Building up believers and the New Testament church

This is That

Commonly Asked Questions

Do I have to "tarry" for the Holy Ghost?

This question comes only out of wrong teaching. Nowhere in the Scriptures do we find, after the day of Pentecost, that the believer has to "tarry" to receive the Holy Ghost. The command Jesus gave his disciples to go tarry in Jerusalem until they were endued with power from on high, was given only because the Holy Ghost had not yet been given. The Scripture reveals that when the day of Pentecost was fully come, the Holy Ghost was given. We do not wait any longer for Him to come; He is here. Our part is to receive Him by faith.

I will say that each believer needs to wait until he or she is endued with the power--the indwelling of the Holy Spirit--but you are not waiting for the Spirit to be given. If there is a time of waiting, it is for one reason: you are allowing your heart to be prepared to receive the promise of God, that you might be a witness unto Him. No believer has the right to try to be a witness or co-laborer with God until he or she has been filled--been baptized with the Holy Ghost.

God's pattern is for each member of the body of Christ to be filled. This is normal, not the exception. If the early disciples needed His power to do God's work, things have not changed today. We must receive power if we are to labor in God, and not in our own strength. The epistles of Paul, John, James, Jude, and Peter were written to Spirit-baptized (filled) believers. The Spirit-filled life was expected, not questioned. Today we need more believers and fewer doubters.

Does the baptism of the Holy Ghost solve all my problems?

Will I be filled with joy all the time? Will my temper be done away with?

All these and many more questions are asked by the seeker. Scripture never tells us that the Holy Ghost is a cure-all. We are never told that when we receive the Holy Ghost we no longer have a will, or that we do not have to live by faith. We are told, "When He, the Spirit of truth is come, He will guide you into all truth." Jesus said, "I will pray the Father and He shall give you another Comforter, that He may abide with you forever" (John 14:16).

The Holy Ghost is God come to inhabit His temple, that our ability might be of God and not of man. John said, "The anointing which you have received of Him abideth in you, and ye need not that any man teach you: but as the same anointing teacheth you all things, and is truth, and is no lie, and even as it hath taught you, ye shall abide in Him" (I John 2:27).

The Spirit-filled life is always a walk of faith. The Spirit does not do away with our trials, but leads us through each one victorious. God has only one design, and that is that you be conformed to the image of His Son, not by imitation, but by being a partaker of His Word by faith. We are being built together for a habitation of God through the Spirit (Ephesians 2:22). The Spirit does not do away with our wills, passions or trials; but He does give us the ability to put our wills into God's will. Remember, God's design brings God's evidence and God's end results, "that they might be one" in God.
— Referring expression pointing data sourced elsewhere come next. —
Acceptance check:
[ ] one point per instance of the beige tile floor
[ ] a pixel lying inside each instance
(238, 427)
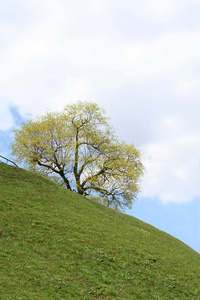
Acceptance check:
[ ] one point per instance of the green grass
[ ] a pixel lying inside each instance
(55, 244)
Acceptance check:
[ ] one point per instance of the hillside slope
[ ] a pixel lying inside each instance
(56, 244)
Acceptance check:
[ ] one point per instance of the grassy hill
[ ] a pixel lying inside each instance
(55, 244)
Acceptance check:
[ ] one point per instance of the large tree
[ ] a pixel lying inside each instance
(79, 149)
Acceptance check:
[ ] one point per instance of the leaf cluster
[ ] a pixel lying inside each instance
(79, 149)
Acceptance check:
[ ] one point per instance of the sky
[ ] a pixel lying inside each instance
(140, 61)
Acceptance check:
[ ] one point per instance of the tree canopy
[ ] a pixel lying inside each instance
(79, 149)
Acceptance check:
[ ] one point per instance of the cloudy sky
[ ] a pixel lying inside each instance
(138, 59)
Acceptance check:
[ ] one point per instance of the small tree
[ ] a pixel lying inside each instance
(79, 149)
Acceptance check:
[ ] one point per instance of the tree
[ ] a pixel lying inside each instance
(79, 149)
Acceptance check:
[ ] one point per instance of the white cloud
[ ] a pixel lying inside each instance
(75, 50)
(173, 165)
(6, 118)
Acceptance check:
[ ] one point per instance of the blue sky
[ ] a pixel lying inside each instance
(139, 60)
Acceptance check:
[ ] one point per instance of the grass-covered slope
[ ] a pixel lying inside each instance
(58, 245)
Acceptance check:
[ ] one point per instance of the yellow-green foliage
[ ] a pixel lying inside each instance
(78, 148)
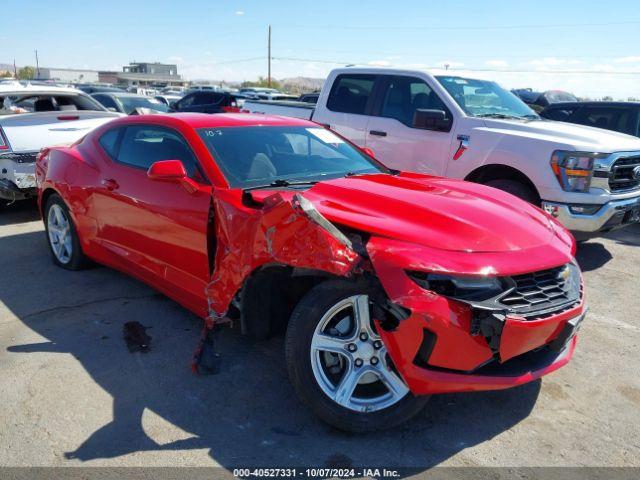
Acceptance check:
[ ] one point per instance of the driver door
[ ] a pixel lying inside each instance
(390, 132)
(154, 229)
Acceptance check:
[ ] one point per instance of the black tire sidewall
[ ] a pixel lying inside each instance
(302, 325)
(78, 259)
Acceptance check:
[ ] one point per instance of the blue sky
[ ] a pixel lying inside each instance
(519, 44)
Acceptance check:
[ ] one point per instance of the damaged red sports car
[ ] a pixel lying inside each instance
(391, 286)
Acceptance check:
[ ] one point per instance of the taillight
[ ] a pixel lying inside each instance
(4, 145)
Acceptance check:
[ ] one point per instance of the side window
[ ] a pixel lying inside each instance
(559, 114)
(106, 101)
(143, 145)
(404, 95)
(186, 101)
(109, 142)
(350, 93)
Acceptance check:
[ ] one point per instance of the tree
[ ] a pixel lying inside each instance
(26, 73)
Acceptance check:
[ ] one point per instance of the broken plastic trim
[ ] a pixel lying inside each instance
(307, 207)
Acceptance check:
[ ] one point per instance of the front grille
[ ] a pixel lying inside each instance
(24, 157)
(544, 293)
(622, 176)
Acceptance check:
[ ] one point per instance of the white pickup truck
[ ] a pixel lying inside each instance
(37, 116)
(472, 129)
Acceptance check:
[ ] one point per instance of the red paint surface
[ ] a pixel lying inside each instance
(156, 230)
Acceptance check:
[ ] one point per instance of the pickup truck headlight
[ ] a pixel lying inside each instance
(463, 288)
(573, 170)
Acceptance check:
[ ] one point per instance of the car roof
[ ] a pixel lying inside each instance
(20, 89)
(204, 120)
(592, 104)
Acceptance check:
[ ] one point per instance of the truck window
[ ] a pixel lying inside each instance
(404, 95)
(351, 93)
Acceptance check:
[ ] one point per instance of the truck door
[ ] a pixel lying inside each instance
(348, 105)
(390, 131)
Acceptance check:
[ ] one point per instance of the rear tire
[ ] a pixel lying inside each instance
(62, 237)
(367, 407)
(514, 187)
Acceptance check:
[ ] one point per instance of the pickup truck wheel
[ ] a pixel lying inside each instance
(514, 187)
(62, 236)
(339, 366)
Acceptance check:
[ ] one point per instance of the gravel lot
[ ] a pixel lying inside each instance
(73, 394)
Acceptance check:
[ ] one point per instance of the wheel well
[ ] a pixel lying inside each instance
(270, 294)
(45, 196)
(487, 173)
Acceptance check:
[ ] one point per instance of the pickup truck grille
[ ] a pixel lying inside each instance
(24, 157)
(543, 293)
(622, 176)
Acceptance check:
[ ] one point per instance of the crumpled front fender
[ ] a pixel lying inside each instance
(278, 232)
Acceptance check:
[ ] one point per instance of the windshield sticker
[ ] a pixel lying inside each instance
(325, 135)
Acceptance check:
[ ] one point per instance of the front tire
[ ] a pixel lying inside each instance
(62, 236)
(339, 366)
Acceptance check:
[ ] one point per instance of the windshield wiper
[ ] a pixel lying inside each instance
(282, 183)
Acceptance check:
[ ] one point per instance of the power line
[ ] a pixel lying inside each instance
(466, 69)
(468, 27)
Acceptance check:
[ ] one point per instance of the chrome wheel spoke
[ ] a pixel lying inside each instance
(348, 383)
(329, 343)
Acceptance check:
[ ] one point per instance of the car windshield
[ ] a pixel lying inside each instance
(262, 156)
(131, 103)
(481, 98)
(30, 103)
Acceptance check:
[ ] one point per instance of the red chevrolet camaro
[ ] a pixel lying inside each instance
(391, 286)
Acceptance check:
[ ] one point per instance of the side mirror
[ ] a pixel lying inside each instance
(171, 171)
(432, 120)
(368, 151)
(167, 170)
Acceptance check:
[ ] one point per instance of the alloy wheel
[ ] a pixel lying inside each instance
(350, 363)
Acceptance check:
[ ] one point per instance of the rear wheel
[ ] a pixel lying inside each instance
(338, 364)
(62, 236)
(514, 187)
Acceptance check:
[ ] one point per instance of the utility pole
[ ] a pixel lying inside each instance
(269, 59)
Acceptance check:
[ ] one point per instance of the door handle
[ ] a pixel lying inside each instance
(378, 133)
(109, 184)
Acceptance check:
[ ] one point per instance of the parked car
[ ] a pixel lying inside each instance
(168, 99)
(129, 103)
(617, 116)
(539, 100)
(205, 101)
(476, 130)
(256, 92)
(391, 285)
(90, 88)
(35, 116)
(309, 97)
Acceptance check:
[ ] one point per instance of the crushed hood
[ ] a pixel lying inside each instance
(431, 211)
(569, 135)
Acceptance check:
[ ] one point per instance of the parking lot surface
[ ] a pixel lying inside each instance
(73, 394)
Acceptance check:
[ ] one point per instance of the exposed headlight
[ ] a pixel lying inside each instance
(573, 170)
(463, 288)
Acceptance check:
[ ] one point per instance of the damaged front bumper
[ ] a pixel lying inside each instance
(17, 176)
(445, 345)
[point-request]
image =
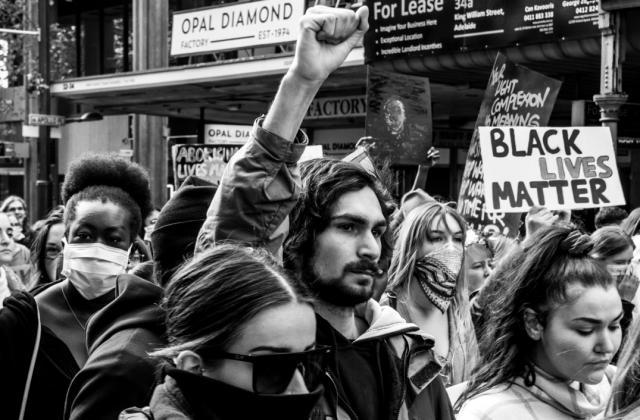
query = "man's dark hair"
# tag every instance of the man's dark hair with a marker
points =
(610, 216)
(324, 181)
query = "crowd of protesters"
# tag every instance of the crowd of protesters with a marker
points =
(303, 291)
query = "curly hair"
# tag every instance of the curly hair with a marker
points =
(106, 177)
(536, 277)
(39, 247)
(412, 233)
(609, 241)
(324, 181)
Justification is on the basis of what God has done for us. By faith we partake of what God has done, and this brings us to the ground of sonship. Now our standing is as sons. God has made every provision for our sonship. To be a son, one must be living in the life of God. Sonship is not separate from God, but in union with Him by the Spirit. Proof of sonship is that one is being moved or led by the Spirit.